UHC is not only about access and affordability. Even if women are empowered to make decisions about their own health, they may not have the resources to pursue their health needs. Governments have a responsibility to ensure effective systems are in place to provide a continuum of care for girls and women, including access to sexual and reproductive healthcare. Without an intentional, relentless commitment to gender equality, even well-meaning plans to advance UHC can leave girls and women behind.

Q: The Africa Health 2019 conference in Kigali is a few weeks away. What are some of the successes and commitments you hope the conference will deliver?

A: The 2019 conference, which is focused on accelerating UHC in Africa, is geared to be one of the largest health meetings on the continent, with over 1,500 participants expected. It is an African-led conference that will serve as a key opportunity to map a pathway for progress on UHC from commitment to action, and to build momentum for UHC among policymakers, civil society, technical experts, innovators, thought leaders, scientists and youth leaders. I hope that all these actors will commit to taking active steps towards the achievement of UHC.

This conference is just one milestone in the run-up to the high-level UN General Assembly meeting on UHC in September. It’s exciting to be part of this movement at a time when there is so much political attention to it. But we have to work strategically in order to ensure that these commitments translate into real improvements at the ground level. In the coming months, I will call upon governments in Africa to put their communities at the center of their UHC strategies. In order to do so, there needs to be a level of accountability: citizens need to be informed about their rights and need to be able to hold their governments accountable when their right to health is not being realised. We also need multi-sectoral collaboration, meaning that governments should work together with other entities across sectors, including the private sector, to make UHC a reality.

These steps are the only way we can achieve lasting health change by 2030, and fulfil the promise made by every UN member state during the adoption of the Sustainable Development Goals: to guarantee the right to health for all and leave no one behind.

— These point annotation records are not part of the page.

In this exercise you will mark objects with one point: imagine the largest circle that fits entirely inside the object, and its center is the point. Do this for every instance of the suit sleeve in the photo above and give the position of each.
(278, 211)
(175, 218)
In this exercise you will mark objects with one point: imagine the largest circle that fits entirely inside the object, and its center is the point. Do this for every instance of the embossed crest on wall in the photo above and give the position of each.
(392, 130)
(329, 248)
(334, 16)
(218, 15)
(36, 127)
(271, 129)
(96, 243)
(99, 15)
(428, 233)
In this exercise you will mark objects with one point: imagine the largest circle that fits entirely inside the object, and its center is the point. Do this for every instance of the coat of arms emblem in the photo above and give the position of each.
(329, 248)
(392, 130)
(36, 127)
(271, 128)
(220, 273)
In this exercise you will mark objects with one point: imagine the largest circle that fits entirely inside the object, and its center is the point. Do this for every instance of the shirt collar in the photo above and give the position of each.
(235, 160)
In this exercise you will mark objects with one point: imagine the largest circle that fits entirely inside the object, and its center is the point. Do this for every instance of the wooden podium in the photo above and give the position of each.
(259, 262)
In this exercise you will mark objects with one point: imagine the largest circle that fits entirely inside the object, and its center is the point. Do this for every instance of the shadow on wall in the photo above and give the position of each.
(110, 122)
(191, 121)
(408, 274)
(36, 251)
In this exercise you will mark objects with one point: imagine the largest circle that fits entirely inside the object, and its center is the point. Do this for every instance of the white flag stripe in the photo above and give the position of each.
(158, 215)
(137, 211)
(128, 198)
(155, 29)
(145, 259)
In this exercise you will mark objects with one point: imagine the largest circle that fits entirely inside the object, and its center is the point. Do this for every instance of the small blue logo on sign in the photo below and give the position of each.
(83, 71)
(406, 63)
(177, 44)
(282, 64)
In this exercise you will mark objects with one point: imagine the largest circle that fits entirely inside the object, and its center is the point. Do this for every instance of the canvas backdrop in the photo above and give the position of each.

The Elsevier Foundation at AHAIC

Amref & the Elsevier Foundation have built two partnerships since 2016 exploring the role of information technologies in boosting global health over past four years— JIBU, a mobile nursing app for continuing education across East Africa and Innovate for Life, a health tech accelerator. At AHAIC, The Elsevier Foundation and AMREF collaborate on a panel exploring Catalyzing African Health Tech Solutions in Africa: What’s needed to generate and scale innovations?. In addition, they will provide a series of research capacity building workshops on topics including: Getting Published, An Author Workshop; Moving Research from Publishing to Policy and Is The Prevalence of English a Barrier to Multilingual Scientific Communication?. Colleagues from Elsevier will also be taking part in AHAIC’s Innovation Marketplace and Elsevier booth #16.